The KPV peptide (lysine‑proline‑valine) was shown in lab tests to protect skin cells from damage caused by fine dust particles. It cuts down harmful oxidative stress, blocks inflammation signals, and stops the cells from dying, working at about 50 µg/mL in cell cultures and a 3‑D skin model.
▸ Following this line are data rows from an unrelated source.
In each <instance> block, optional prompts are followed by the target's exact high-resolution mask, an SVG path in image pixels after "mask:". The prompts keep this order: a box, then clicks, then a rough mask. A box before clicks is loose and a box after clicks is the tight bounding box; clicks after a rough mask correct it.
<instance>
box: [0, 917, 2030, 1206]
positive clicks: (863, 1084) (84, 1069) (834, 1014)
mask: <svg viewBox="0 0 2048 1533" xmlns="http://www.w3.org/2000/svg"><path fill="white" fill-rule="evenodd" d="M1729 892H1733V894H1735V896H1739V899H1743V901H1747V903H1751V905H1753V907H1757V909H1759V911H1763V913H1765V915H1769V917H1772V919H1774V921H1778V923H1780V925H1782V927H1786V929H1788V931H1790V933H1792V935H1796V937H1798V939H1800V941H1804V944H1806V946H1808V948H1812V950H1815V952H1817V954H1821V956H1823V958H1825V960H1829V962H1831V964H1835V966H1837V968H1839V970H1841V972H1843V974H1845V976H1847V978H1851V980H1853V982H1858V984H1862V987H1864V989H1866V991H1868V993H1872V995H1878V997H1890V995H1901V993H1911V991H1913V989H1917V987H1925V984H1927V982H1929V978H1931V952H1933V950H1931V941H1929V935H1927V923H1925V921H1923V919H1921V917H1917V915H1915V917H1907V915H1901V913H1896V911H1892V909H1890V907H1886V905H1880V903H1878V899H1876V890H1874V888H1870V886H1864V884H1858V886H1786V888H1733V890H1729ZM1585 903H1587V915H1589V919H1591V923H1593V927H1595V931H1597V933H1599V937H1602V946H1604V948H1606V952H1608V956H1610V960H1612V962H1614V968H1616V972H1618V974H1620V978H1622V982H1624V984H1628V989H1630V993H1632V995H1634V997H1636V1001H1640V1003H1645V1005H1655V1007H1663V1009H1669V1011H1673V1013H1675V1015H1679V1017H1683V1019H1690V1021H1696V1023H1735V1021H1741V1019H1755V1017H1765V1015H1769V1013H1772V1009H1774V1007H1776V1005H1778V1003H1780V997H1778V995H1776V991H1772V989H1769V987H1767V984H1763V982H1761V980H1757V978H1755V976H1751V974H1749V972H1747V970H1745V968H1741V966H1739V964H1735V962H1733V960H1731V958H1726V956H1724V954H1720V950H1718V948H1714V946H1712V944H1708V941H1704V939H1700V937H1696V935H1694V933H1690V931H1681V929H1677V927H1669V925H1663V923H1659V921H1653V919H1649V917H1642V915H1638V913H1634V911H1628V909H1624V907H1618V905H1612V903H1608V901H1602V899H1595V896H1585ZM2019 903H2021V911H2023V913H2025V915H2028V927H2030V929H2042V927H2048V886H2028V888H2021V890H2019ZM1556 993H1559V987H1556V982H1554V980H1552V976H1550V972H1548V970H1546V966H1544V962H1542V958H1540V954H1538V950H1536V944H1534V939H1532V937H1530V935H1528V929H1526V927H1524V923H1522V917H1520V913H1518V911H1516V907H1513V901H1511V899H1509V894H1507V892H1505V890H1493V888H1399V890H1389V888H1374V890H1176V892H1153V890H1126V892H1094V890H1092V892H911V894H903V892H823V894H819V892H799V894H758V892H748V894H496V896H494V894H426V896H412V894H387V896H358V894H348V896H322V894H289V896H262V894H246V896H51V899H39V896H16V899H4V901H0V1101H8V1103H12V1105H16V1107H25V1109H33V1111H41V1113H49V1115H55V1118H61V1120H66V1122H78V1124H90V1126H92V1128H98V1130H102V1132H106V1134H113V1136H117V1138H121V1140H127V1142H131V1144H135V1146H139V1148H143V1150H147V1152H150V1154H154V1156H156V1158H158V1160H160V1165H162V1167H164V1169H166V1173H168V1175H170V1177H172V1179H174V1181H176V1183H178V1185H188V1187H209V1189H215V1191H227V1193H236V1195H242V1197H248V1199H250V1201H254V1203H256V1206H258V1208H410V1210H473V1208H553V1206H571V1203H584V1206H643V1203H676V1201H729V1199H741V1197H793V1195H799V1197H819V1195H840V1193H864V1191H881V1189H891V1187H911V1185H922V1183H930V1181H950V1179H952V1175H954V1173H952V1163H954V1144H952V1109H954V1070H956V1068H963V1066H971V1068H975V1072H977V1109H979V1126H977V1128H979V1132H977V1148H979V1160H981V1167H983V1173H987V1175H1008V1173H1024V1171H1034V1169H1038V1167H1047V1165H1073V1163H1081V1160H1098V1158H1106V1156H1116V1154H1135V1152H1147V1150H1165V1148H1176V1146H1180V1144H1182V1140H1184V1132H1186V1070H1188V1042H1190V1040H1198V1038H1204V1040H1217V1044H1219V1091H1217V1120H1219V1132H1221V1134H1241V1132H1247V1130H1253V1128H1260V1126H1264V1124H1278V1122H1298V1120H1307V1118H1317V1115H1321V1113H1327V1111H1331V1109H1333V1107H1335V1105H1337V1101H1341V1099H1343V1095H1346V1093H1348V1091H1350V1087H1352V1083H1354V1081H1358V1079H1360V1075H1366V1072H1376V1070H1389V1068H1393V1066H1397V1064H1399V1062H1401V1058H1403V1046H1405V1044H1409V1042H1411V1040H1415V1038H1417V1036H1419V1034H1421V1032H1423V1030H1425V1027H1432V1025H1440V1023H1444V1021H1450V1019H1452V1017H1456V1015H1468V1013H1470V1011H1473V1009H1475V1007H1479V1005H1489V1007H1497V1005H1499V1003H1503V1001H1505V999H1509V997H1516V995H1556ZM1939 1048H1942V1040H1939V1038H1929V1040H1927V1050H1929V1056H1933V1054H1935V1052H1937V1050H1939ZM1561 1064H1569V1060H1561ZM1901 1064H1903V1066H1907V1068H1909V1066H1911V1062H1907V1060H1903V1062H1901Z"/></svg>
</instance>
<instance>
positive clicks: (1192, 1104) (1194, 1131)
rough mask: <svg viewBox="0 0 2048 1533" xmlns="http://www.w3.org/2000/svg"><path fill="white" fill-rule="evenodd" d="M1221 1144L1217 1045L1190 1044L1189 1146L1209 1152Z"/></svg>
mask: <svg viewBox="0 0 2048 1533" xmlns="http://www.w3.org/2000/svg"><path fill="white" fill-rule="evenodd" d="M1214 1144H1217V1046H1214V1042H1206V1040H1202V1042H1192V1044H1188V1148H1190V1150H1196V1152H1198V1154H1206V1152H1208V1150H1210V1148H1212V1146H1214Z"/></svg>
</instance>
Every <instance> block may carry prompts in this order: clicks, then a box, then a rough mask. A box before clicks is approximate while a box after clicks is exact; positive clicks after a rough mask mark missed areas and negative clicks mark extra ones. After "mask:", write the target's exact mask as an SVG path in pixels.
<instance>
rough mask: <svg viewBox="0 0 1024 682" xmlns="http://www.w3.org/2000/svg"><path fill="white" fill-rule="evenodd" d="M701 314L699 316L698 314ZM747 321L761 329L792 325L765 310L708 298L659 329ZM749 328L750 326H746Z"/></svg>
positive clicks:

Airborne particulate matter (PM) poses a major environmental risk that impairs skin health by triggering oxidative stress, inflammation, and cell death. In this study, we investigated the protective effects of Lysine-Proline-Valine (KPV)-an endogenous peptide derived from α-melanocyte-stimulating hormone-against oxidative damage and inflammation induced by fine PM (PM₁₀) in human HaCaT keratinocytes. Our results show that PM₁₀ markedly suppresses HaCaT cell proliferation via cytotoxic effects and induces a pro-inflammatory response by increasing IL-1β secretion. Notably, treatment with 50 μg/mL of KPV restored cell viability and reduced IL-1β secretion disrupted by PM₁₀ exposure. To counteract PM₁₀-induced cell death, KPV inhibited reactive oxygen species (ROS) production, which is responsible for activating extracellular signal-regulated kinase and p38 mitogen-activated protein kinase. Additionally, KPV decreased the expression of apoptosis-related proteins (Bax, Bcl-2, and cleaved caspase-3) and IL-1β through suppression of the redox-sensitive transcription factor nuclear, factor-kappa B in PM₁₀-treated HaCaT cells. Against PM₁₀-induced inflammation, KPV effectively blocked ROS-mediated caspase-1 activation, reducing IL-1β secretion. In a three-dimensional (3D) skin model, KPV treatment effectively attenuated the inflammatory cell death induced by PM₁₀. Collectively, these findings suggest that KPV protects keratinocytes by mitigating PM₁₀-induced pyroptosis and holds potential as a therapeutic agent for preventing environmental pollutant-related skin damage, with promising applications in functional cosmetics and skin-protective treatments.